The grey-chested dove is 22.5 to 28 cm long and weighs 132 to 179 g. The nominate subspecies has a pinkish gray forehead and face, dark brown crown and nape, and an iridescent grayish purple hindneck. Its upperparts are olive-brown with an iridescent green or purple mantle. The tail is darker than the back and the outer feathers have white tips. Its throat is white, the breast reddish gray, and the belly reddish. The eye is shades of yellow surrounded by bare gray skin that is reddish at its front and back. The legs and feet are red. Males and females are essentially alike but that the female is darker overall. L. c. rufinucha is paler than the nominate, with a purplish breast and a rusty buff crown and nape. L. c. cerviniventris is similar to rufinucha but the breast is a stronger purplish pink.

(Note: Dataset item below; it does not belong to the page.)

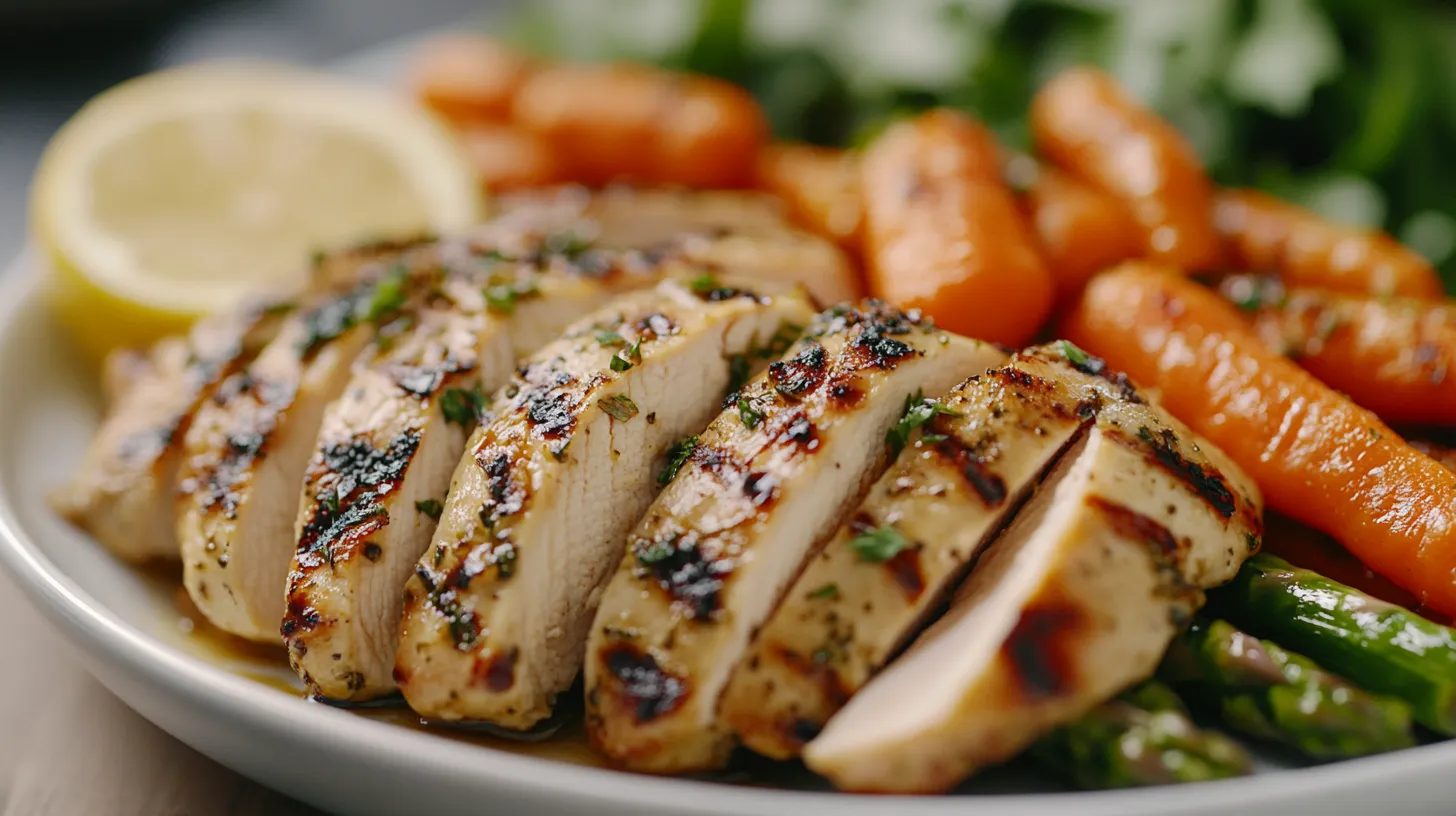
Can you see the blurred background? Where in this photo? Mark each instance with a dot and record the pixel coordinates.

==Distribution and habitat==

The nominate subspecies of grey-chested dove is found from Panama's Canal Zone into northern Colombia. L. c. cerviniventris is found from Chiapas in southeastern Mexico south through Belize, Honduras, Nicaragua, and northwestern Costa Rica into western Panama. L. c. rufinucha is found in southwestern Costa Rica and northwestern Panama. It inhabits secondary forest from sea level to at most 1400 m. On the Caribbean side of Costa Rica it is only found as high as 750 m.

==Behavior==
===Feeding===

The grey-chested dove forages on the ground alone or in pairs; it does not flock. Though its diet is poorly known, it has been documented eating seeds and small insects.

===Breeding===

The grey-chested dove's breeding season varies across its range. In Costa Rica it has two seasons, February to May and July to September. In Panama it breeds between February and September and in Colombia apparently from January to April. It builds a shallow platform nest of twigs and straw and places it from 1 to 5 m above ground on a tree branch or in a thicket or vine tangle. The clutch size is two eggs.

===Vocalization===

The grey-chested dove's song is "a single mournful monotonous note 'woOOOooo' which fades rapidly in and slowly fades out."

==Status==

The IUCN has assessed the grey-chested dove as being of Least Concern. Though its biology and ecology are poorly known, the species is considered fairly common in most of its range.